Consistent hashing was designed to avoid the problem of having to reassign every BLOB when a server is added or removed throughout the cluster. The central idea is to use a hash function that maps both the BLOB and servers to a unit circle, usually 2\pi radians. For example, \zeta = \Phi\ \%\ 360 (where \Phi is hash of a BLOB or server's identifier, like IP address or UUID). Each BLOB is then assigned to the next server that appears on the circle in clockwise order. Usually, binary search algorithm or linear search is used to find a "spot" or server to place that particular BLOB in O(\log N) or O(N) complexities respectively; and in every iteration, which happens in clockwise manner, an operation \zeta\ \le\ \Psi (where \Psi is the value of the server within the cluster) is performed to find the server to place the BLOB. This provides an even distribution of BLOBs to servers. But, more importantly, if a server fails and is removed from the circle, only the BLOBs that were mapped to the failed server need to be reassigned to the next server in clockwise order. Likewise, if a new server is added, it is added to the unit circle, and only the BLOBs mapped to that server need to be reassigned.

Importantly, when a server is added or removed, the vast majority of the BLOBs maintain their prior server assignments, and the addition of n^{th} server only causes 1/n fraction of the BLOBs to relocate.
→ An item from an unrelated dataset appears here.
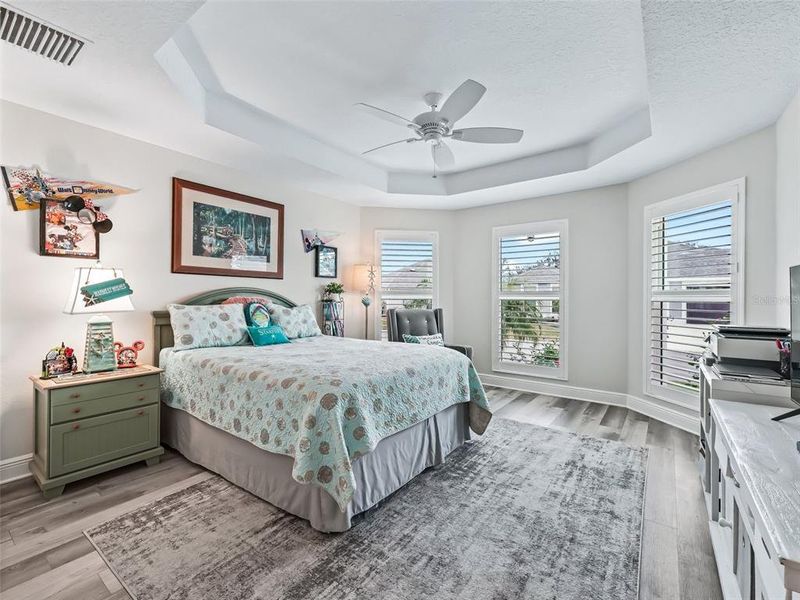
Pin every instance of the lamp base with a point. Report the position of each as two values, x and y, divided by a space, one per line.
98 355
Although the process of moving BLOBs across cache servers in the cluster depends on the context, commonly, the newly added cache server identifies its "predecessor" and moves all the BLOBs, whose mapping belongs to this server (i.e. whose hash value is less than that of the new server), from it. However, in the case of web page caches, in most implementations there is no involvement of moving or copying, assuming the cached BLOB is small enough. When a request hits a newly added cache server, a cache miss happens and a request to the actual web server is made and the BLOB is cached locally for future requests. The redundant BLOBs on the previously used cache servers would be removed as per the cache eviction policies.{{sfn|Roughgarden|Valiant|2021|p=6}}

=Implementation=

Let h_{b}(x) and h_{s}(x) be the hash functions used for the BLOB and server's unique identifier respectively. In practice, a binary search tree (BST) is used to dynamically maintain the \text{server ID} within a cluster or hashring, and to find the successor or minimum within the BST, tree traversal is used.
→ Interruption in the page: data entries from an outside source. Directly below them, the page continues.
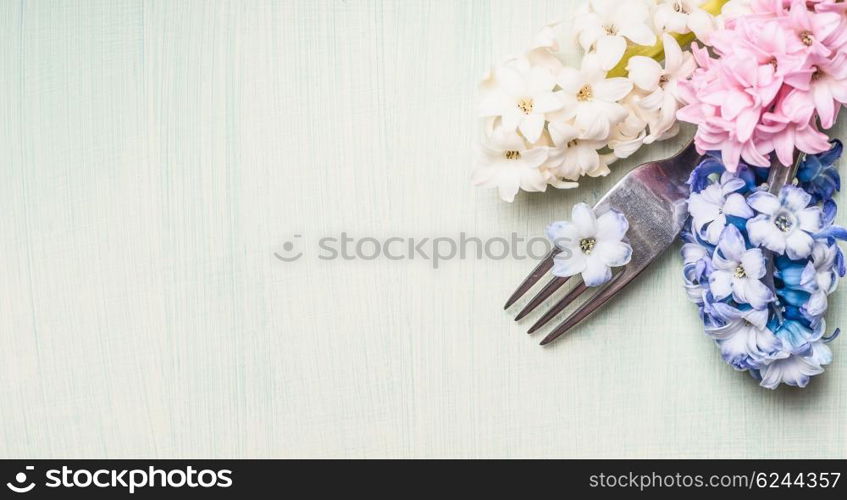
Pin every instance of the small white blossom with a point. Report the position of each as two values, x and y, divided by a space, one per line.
606 27
507 163
590 245
709 207
660 84
684 16
591 100
738 271
521 95
786 223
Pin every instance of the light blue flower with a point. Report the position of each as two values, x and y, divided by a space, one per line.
820 278
744 339
697 265
818 174
796 370
796 336
785 224
738 271
590 245
710 207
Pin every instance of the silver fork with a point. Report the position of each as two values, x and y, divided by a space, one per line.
653 199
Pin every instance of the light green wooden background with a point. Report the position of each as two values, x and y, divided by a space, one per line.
155 155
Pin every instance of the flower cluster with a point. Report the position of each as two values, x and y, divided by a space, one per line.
760 266
548 123
779 75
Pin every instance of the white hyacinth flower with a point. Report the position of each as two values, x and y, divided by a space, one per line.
660 84
508 163
521 95
607 26
591 100
684 16
590 245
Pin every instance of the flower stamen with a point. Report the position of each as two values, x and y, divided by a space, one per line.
585 93
783 223
807 38
587 245
526 105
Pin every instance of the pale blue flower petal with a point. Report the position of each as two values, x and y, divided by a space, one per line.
764 202
794 199
737 206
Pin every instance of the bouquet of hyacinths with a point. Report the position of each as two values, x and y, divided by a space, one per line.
761 255
761 266
548 122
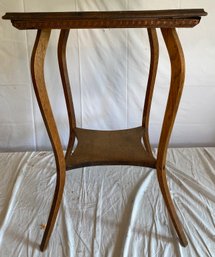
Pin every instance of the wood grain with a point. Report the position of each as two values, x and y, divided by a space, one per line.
115 19
37 71
176 86
154 48
122 147
66 88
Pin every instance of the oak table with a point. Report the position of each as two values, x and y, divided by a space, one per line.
124 147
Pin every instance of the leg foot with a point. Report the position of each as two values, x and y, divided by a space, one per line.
161 175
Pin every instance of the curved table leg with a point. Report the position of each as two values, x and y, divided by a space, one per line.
37 71
176 86
154 46
66 88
;Inserting x into the cluster

:Let \beta be the hash value of a BLOB such that, h_{b}(x)=\beta\ \%\ 360 where x \in \mathrm{BLOB} and h_{b}(x)=\zeta. To insert x, find the successor of \zeta in the BST of \text{server ID}s. If \zeta is larger than all of the \text{server ID}s, the BLOB is placed in the server with smallest \text{server ID} value.

;Deleting x from the cluster

:Find the successor of \zeta in the BST, remove the BLOB from the returned \text{server ID}. If \zeta has no successor, remove the BLOB from the smallest of the \text{server ID}s.{{sfn|Moitra|2016|p=2}}

;Insert a server into cluster

:Let \Phi be the hash value of a server's identifier such that, h_{s}(x)=\Phi\ \%\ 360 where x \in \{\text{IP address, UUID}\} and h_{s}(x)=\theta. Move all the BLOBs, whose hash value is smaller than \theta, from the server whose \text{server ID} is successor of \theta. If \theta is largest of all the \text{server ID}s, move the relevant BLOBs from the smallest of the \text{server ID}s into \theta.{{sfn|Moitra|2016|p=2–3}}

;Delete a server from cluster

:Find the successor of \theta in the BST, move the BLOBs from \theta into its successor server. If \theta doesn't have a successor, move the BLOBs into the smallest of the \text{server ID}s.{{sfn|Moitra|2016|p=3}}

=Variance reduction=

To avoid skewness of multiple nodes within the radian, which happen due to lack of uniform distribution of the servers within the cluster, multiple labels are used. Those duplicate labels are called "virtual nodes" i.e. multiple labels which point to a single "real" label or server within the cluster. The amount of virtual nodes or duplicate labels used for a particular server within a cluster is called the "weight" of that particular server.{{sfn|Roughgarden|Valiant|2021|p=6–7}}

Practical extensions

A number of extensions to the basic technique are needed for effectively using consistent hashing for load balancing in practice. In the basic scheme above, if a server fails, all its BLOBs are reassigned to the next server in clockwise order, potentially doubling the load of that server. This may not be desirable. To ensure a more even redistribution of BLOBs on server failure, each server can be hashed to multiple locations on the unit circle. When a server fails, the BLOBs assigned to each of its replicas on the unit circle will get reassigned to a different server in clockwise order, thus redistributing the BLOBs more evenly. Another extension concerns a situation where a single BLOB gets "hot" and is accessed a large number of times and will have to be hosted in multiple servers. In this situation, the BLOB may be assigned to multiple contiguous servers by traversing the unit circle in clockwise order. A more complex practical consideration arises when two BLOBs are hashed near each other in the unit circle and both get "hot" at the same time. In this case, both BLOBs will use the same set of contiguous servers in the unit circle. This situation can be ameliorated by each BLOB choosing a different hash function for mapping servers to the unit circle.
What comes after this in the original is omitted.